A series combination of $\mathrm{n}_{1}$ capacitors each of capacitance $\mathrm{C}_{1}$ are connected to $4 \mathrm{V}$ source as shown in the figure.

Total capacitance of the series combination of the capacitors is

$\frac{1}{{{C_{\rm{s}}}}} = \frac{1}{{{C_1}}} + \frac{1}{{{C_1}}} + \frac{1}{{{C_1}}} +  \ldots  \ldots \,\,upto\,{n_1}\,\,terms\,\, = \frac{{{n_1}}}{{{C_1}}}$

or ${C_s} = \frac{{{C_1}}}{{{n_1}}}$        ……..$(i)$

Total energy stored in a series combination of the capacitors is

${U_s} = \frac{1}{2}{C_s}{(4V)^2} = \frac{1}{2}\left( {\frac{{{C_1}}}{{{n_1}}}} \right){(4V)^2}\quad $         (Using $(i)$)    …….$(ii)$

A parallel combination of $n_{2}$ capacitors each of capacitance $\mathrm{C}_{2}$ are connected to $\mathrm{V}$ source as shown in the figure.

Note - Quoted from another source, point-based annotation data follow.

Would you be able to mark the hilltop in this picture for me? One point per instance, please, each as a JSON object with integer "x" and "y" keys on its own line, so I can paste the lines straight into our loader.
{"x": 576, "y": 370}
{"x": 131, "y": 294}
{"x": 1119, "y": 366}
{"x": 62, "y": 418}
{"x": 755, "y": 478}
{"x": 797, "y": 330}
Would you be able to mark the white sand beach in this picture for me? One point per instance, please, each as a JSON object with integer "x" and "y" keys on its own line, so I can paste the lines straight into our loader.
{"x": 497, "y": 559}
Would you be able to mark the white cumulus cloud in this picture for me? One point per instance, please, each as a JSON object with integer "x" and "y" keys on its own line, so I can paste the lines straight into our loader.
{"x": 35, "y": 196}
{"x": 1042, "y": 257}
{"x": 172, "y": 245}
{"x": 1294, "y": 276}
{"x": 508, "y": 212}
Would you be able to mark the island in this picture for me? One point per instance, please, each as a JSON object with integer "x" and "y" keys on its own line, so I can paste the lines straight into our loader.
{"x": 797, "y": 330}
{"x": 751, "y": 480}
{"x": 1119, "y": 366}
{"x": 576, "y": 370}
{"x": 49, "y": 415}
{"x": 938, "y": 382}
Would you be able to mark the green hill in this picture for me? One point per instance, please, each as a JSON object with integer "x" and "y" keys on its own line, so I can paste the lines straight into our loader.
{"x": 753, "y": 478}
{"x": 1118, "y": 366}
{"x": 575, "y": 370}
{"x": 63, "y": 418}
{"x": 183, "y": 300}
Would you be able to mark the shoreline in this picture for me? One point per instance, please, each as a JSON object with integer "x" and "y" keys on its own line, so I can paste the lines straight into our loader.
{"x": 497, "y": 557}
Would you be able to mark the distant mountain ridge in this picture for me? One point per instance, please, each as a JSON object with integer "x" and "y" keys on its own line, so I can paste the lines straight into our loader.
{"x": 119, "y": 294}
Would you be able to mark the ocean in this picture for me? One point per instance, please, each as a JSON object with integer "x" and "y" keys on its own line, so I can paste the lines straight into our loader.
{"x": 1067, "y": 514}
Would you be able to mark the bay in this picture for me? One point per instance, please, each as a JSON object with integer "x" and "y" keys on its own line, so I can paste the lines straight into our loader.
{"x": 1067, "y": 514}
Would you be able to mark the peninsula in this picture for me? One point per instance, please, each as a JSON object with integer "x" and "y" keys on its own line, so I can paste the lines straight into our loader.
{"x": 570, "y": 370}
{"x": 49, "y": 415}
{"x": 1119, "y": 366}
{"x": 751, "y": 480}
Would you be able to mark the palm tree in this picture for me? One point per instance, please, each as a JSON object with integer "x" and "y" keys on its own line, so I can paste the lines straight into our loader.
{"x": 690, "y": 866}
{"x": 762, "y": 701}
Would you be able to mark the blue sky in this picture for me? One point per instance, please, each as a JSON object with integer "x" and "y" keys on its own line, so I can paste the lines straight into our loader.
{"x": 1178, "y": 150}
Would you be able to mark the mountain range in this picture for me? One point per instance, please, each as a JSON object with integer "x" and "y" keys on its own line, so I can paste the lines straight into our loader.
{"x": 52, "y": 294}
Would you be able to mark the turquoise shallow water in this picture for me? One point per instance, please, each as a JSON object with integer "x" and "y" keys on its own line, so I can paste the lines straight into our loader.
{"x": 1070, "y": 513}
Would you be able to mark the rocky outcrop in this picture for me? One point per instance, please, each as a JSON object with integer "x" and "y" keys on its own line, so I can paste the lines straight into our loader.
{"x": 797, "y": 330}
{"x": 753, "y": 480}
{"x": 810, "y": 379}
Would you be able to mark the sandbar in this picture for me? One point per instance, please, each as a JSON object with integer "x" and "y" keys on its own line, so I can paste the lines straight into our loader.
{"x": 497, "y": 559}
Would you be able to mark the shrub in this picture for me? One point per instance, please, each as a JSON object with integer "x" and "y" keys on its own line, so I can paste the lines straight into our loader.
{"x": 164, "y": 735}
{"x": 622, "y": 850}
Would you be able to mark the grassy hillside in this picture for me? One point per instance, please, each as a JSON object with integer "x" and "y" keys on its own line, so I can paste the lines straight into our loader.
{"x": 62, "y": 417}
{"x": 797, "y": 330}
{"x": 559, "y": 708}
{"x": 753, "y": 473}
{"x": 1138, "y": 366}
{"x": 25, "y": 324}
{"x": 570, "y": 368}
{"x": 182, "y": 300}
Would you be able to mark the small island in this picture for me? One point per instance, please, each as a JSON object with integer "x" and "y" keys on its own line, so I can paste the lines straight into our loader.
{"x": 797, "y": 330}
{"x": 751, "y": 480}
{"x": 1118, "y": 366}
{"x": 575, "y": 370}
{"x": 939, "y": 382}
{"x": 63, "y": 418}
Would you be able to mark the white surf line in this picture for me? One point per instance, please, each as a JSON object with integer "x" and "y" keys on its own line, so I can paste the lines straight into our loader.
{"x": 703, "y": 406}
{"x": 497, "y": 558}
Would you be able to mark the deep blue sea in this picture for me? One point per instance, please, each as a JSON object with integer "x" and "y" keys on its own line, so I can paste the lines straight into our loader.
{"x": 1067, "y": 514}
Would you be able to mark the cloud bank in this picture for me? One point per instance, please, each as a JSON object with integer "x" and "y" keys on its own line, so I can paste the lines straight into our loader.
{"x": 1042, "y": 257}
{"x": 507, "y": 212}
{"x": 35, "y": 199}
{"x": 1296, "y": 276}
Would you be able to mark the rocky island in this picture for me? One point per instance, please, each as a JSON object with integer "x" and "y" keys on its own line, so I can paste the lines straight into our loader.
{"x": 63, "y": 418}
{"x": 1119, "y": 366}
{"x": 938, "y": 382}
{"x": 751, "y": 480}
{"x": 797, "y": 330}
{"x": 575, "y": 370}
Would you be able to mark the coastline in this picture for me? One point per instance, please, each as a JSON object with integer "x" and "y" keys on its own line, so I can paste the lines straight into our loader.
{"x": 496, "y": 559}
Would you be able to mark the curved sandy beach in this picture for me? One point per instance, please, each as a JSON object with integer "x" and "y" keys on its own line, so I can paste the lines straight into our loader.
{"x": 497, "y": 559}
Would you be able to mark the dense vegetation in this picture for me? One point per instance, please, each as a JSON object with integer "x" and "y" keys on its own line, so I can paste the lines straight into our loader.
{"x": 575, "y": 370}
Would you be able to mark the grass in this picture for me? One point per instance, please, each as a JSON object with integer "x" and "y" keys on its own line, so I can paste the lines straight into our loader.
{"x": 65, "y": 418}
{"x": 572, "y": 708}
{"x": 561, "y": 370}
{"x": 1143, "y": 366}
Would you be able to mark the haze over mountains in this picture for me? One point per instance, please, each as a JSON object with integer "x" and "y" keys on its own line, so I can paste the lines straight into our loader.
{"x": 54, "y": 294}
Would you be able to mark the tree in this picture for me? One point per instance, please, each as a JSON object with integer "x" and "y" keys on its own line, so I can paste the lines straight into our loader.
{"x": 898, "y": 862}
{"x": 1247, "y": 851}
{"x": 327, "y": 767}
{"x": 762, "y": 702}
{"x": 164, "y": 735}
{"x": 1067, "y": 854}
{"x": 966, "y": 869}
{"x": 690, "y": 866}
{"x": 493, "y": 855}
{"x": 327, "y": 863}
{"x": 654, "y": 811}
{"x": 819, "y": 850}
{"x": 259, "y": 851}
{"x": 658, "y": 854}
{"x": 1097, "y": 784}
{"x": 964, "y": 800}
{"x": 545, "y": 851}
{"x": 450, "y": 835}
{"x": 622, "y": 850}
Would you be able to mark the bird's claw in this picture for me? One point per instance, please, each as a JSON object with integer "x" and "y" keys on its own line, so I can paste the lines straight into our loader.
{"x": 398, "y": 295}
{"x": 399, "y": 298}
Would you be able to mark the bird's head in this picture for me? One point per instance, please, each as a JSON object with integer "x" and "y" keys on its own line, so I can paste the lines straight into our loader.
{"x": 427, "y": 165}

Total capacitance of the parallel combination of capacitors is

$C_{p}=C_{2}+C_{2}+\ldots \ldots \ldots+\text { upto } n_{2} \text { terms }=n_{2} C_{2} $

 or $C_{p}=n_{2} C_{2}$      ………..$(iii)$

Total energy stored in a parallel combination of capacitors is

$U_{p} =\frac{1}{2} C_{p} V^{2} $

$ = \frac{1}{2}\left( {{n_2}{C_2}} \right){(V)^2}\quad $   (Using  $(iii)$) …….$(iv)$

According to the given problem,

$U_{s}=U_{p}$

Substituting the values of $U_{\mathrm{s}}$ and $U_{\mathrm{p}}$ from equations $(ii)$ and $(iv),$ we get

$\frac{1}{2} \frac{C_{1}}{n_{1}}(4 V)^{2}=\frac{1}{2}\left(n_{2} C_{2}\right)(V)^{2}$

or $\quad \frac{C_{1} 16}{n_{1}}=n_{2} C_{2}$ or $C_{2}=\frac{16 C_{1}}{n_{1} n_{2}}$